Codon is still not ready to compile 100% of Python code. But the developers are working to implement the missing features such as metaclass support.

Re: Descript Audio Codec (.dac) - 90x smaller than .wav?

Reply #19
Hmm... 9GB to store the decoder, or 9GB to store files with a slightly less efficient compression and lightweight demands on hardware.  Tricky...

AI is notorious for making things up in a believable way.  The output might sound beautiful, but is it true?
It's your privilege to disagree, but that doesn't make you right and me wrong.

Re: Descript Audio Codec (.dac) - 90x smaller than .wav?

Reply #20
90x smaller than wav, huh?  Assuming they mean 16/44.1 PCM wav files, that'd be somewhere in the ballpark of 16 kbps, right?

I'm going to go out on a limb and say it either sounds bad or is completely impractical for most use cases.  Or requires licensing over 9000 patents to implement.

Re: Descript Audio Codec (.dac) - 90x smaller than .wav?

Reply #21
90x smaller than wav, huh?  Assuming they mean 16/44.1 PCM wav files, that'd be somewhere in the ballpark of 16 kbps, right?
Yeah, except: the sample files are mono.
So that means CDDA encoded at 16 kbps as dual mono, without any stereo decorrelation strategy. I have not bothered to look up whether they have any stereo decorreleation algorithm (yet), but obviously that is room for improvement - and also an opportunity to spend more processing power.

I'm going to go out on a limb and say it either sounds bad
Well you can test it ... ? Although the samples are not that interesting ...
or is completely impractical for most use cases.
As of now? Sure.

Re: Descript Audio Codec (.dac) - 90x smaller than .wav?

Reply #22
... it's made a 40MB exe ...
This does not include the weights file which is ~300MB. The weights file contains the model data used to encode and decode the audio and is a necessity, and the model is not interchangeable. You have to use the same model to decode any encoded file.
Thanks for the analysis! Out of curiosity: could you 7zip (preset Ultra) that 40MB exe and 300MB weight file and let us know what file size comes out? That would be a rough estimate of how much room for reduction there is.

Thanks,

Chris

Happy to oblige!
dac.exe 41,865,797 bytes
dac.7z 41,456,443 bytes

weights.pth 306,720,768 bytes
weights.7z 278,740,892 bytes
rc55.com - nothing going on

Re: Descript Audio Codec (.dac) - 90x smaller than .wav?

Reply #23
I'm going to go out on a limb and say it either sounds bad
Well you can test it ... ? Although the samples are not that interesting ...
Ever since the "64 kbps WMA sounds as good as 128 kbps mp3" stuff, I don't trust a codec developer to not cherrypick a codec implementation that's subpar for the opposing format or cherrypick samples, or otherwise be somewhat dishonest in things like this.

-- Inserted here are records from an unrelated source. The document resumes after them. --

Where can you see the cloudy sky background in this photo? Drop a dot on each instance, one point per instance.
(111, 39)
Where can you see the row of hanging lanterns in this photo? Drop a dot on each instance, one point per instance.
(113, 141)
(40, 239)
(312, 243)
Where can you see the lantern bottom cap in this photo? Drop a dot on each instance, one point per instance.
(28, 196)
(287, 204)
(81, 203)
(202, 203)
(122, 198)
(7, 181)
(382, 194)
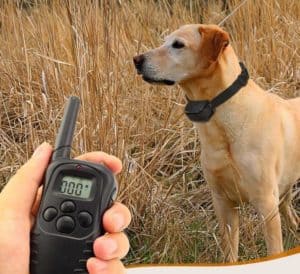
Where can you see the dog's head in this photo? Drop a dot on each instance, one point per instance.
(186, 53)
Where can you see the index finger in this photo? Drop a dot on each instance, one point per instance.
(100, 157)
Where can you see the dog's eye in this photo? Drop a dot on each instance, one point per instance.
(177, 45)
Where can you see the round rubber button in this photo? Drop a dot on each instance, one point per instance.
(65, 224)
(68, 207)
(85, 219)
(49, 214)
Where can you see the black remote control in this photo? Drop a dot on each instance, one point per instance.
(75, 196)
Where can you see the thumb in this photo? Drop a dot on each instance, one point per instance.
(20, 192)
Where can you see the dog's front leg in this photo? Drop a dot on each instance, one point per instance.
(228, 217)
(268, 208)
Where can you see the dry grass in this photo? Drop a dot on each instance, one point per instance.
(51, 50)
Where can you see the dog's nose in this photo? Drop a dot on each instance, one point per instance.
(138, 61)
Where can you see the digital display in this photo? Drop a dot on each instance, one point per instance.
(75, 187)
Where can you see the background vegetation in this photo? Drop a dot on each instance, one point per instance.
(52, 49)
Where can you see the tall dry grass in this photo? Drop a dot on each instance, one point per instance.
(52, 49)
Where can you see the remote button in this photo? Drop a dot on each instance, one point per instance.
(68, 207)
(49, 214)
(65, 224)
(85, 219)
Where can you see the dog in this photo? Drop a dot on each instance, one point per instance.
(250, 139)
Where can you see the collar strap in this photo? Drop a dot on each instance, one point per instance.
(203, 110)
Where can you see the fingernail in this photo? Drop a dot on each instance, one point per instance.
(40, 149)
(118, 221)
(109, 245)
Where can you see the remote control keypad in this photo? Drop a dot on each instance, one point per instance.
(65, 224)
(68, 207)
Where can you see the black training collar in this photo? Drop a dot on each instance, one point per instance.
(203, 110)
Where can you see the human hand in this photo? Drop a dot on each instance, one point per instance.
(19, 203)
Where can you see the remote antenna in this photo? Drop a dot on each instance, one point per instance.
(65, 134)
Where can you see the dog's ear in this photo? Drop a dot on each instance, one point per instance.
(214, 41)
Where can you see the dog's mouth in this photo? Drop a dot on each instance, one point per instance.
(158, 81)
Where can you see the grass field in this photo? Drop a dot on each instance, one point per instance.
(52, 49)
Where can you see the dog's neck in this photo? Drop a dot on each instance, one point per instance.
(221, 75)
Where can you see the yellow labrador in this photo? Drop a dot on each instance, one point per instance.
(250, 138)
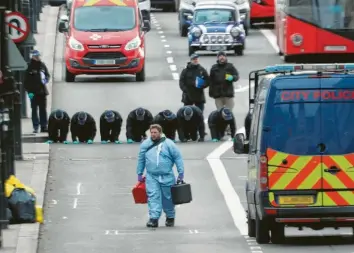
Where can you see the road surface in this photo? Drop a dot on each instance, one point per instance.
(89, 207)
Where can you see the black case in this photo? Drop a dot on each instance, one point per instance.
(181, 193)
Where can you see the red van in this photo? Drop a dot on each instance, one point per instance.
(104, 37)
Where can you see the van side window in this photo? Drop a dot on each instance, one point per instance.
(254, 129)
(260, 126)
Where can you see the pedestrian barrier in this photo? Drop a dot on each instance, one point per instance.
(18, 19)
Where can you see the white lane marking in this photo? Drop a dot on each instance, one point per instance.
(169, 60)
(272, 39)
(232, 200)
(75, 203)
(78, 189)
(173, 68)
(175, 76)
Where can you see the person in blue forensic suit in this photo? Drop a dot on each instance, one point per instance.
(158, 155)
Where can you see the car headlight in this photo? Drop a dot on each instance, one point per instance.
(75, 44)
(235, 32)
(197, 32)
(297, 39)
(133, 44)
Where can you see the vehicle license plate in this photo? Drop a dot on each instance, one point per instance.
(216, 48)
(335, 48)
(105, 62)
(296, 200)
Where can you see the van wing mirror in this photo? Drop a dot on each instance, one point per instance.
(146, 26)
(240, 146)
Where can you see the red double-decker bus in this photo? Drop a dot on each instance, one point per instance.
(306, 28)
(262, 11)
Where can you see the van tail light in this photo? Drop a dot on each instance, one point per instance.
(263, 173)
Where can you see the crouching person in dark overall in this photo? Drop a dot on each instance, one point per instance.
(110, 126)
(58, 126)
(218, 121)
(83, 128)
(169, 123)
(190, 122)
(138, 122)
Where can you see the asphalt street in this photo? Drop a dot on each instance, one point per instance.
(89, 206)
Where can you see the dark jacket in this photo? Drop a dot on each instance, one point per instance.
(195, 124)
(58, 129)
(218, 125)
(33, 82)
(83, 132)
(192, 94)
(169, 126)
(110, 131)
(219, 86)
(136, 128)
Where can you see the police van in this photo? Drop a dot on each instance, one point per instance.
(300, 149)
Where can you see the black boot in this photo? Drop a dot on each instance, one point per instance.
(152, 223)
(170, 222)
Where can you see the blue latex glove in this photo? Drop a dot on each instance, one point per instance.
(180, 177)
(141, 178)
(230, 78)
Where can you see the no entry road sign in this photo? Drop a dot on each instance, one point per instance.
(18, 26)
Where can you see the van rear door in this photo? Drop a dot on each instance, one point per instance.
(294, 160)
(337, 122)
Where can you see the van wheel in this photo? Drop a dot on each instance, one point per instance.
(262, 231)
(140, 76)
(69, 77)
(277, 233)
(251, 226)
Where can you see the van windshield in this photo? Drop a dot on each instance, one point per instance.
(104, 18)
(298, 128)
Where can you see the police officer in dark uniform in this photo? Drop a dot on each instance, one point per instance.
(58, 126)
(110, 126)
(138, 122)
(169, 123)
(190, 122)
(218, 121)
(193, 80)
(83, 128)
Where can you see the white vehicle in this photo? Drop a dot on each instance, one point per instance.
(186, 8)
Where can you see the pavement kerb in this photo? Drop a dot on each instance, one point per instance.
(29, 233)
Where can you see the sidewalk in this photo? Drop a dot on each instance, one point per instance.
(46, 37)
(33, 169)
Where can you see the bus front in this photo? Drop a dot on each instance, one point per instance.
(316, 28)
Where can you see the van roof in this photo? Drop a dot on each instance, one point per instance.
(82, 3)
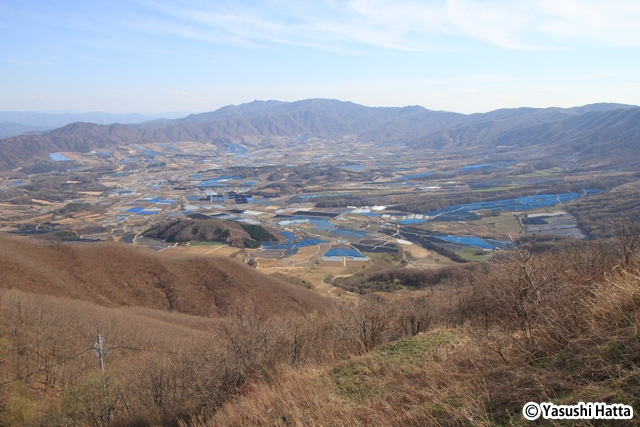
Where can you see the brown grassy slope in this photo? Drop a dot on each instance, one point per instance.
(208, 230)
(120, 275)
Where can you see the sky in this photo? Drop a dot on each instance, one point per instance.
(151, 56)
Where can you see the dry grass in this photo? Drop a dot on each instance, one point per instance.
(121, 275)
(558, 326)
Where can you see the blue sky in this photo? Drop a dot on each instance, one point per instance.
(150, 56)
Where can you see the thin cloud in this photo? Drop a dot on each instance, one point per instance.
(404, 25)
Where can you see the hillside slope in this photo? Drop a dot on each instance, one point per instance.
(120, 275)
(576, 130)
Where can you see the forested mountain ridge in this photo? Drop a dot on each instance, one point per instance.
(589, 130)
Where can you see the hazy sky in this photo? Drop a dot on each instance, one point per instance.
(457, 55)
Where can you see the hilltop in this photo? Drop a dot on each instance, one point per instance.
(212, 230)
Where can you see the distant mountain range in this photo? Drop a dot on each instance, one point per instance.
(588, 131)
(14, 123)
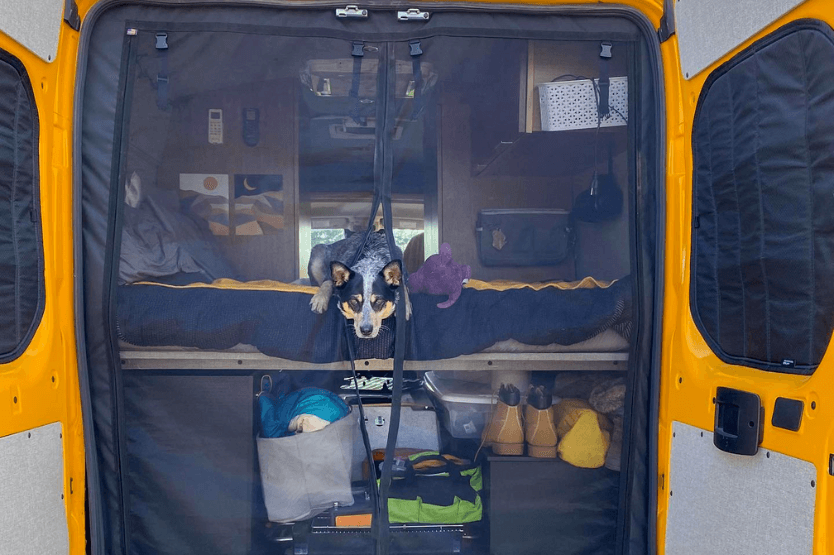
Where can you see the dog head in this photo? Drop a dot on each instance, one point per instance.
(367, 299)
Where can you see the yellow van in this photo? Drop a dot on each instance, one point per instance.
(615, 223)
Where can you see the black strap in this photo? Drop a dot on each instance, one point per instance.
(366, 441)
(604, 81)
(358, 52)
(416, 67)
(162, 76)
(388, 123)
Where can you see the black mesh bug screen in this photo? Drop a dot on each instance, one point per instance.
(252, 174)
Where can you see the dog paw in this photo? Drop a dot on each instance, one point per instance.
(319, 302)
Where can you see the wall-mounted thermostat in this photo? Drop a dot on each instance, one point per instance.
(215, 126)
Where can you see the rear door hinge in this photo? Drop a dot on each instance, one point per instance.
(71, 16)
(667, 22)
(413, 14)
(353, 12)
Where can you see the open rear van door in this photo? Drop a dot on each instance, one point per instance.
(41, 442)
(746, 408)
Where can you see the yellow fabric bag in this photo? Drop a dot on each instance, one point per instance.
(584, 434)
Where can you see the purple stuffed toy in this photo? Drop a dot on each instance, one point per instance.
(440, 275)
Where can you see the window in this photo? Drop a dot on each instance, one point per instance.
(763, 220)
(21, 260)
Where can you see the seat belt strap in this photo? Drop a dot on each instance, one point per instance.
(162, 76)
(604, 80)
(358, 52)
(416, 51)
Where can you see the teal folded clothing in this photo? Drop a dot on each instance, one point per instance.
(277, 414)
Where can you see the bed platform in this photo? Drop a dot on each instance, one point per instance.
(233, 325)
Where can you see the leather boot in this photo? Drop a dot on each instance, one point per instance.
(539, 429)
(505, 431)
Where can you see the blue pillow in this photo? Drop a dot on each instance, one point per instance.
(276, 414)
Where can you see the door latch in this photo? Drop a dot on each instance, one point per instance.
(352, 12)
(413, 14)
(739, 421)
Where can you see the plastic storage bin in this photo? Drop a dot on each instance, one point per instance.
(573, 104)
(464, 405)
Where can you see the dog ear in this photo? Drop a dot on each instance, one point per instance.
(340, 274)
(392, 273)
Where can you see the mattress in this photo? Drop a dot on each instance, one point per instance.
(275, 319)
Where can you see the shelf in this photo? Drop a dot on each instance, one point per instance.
(553, 153)
(212, 360)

And it sounds like you currently need a nVidia GPU to work with this codec?  That's something I don't have to work with.

Re: Descript Audio Codec (.dac) - 90x smaller than .wav?

Reply #24
I'm going to go out on a limb and say it either sounds bad
Well you can test it ... ? Although the samples are not that interesting ...
Ever since the "64 kbps WMA sounds as good as 128 kbps mp3" stuff, I don't trust a codec developer to not cherrypick a codec implementation that's subpar for the opposing format or cherrypick samples, or otherwise be somewhat dishonest in things like this.

And it sounds like you currently need a nVidia GPU to work with this codec?  That's something I don't have to work with.

You're right to distrust 1st party benchmarks always.

The following is vague guessing because I only have vague awareness of the tech, so pinch of salt:

There appears to be a CPU and GPU mode so you can run on the CPU, but likely the GPU mode is CUDA which is proprietary nvidia lock-in tech. It may be possible for AMD GPU's to run the cuda code (or a reasonably simple port job of it to hip) using rocm. On the other hand the repo contains mostly python (albeit it does reference cuda), the readme makes reference to torchrun which is presumably pytorch and I know Pytorch works on AMD, so maybe it wouldn't take too much for AMD GPU's to work. intel dGPU's I have less of a clue, they have oneAPI that they're trying to push as an interoperable standard, and apparently can also do pytorch. If you have AMD/intel GPU's and want to try then godspeed, it's likely the way of pain even if it is possible.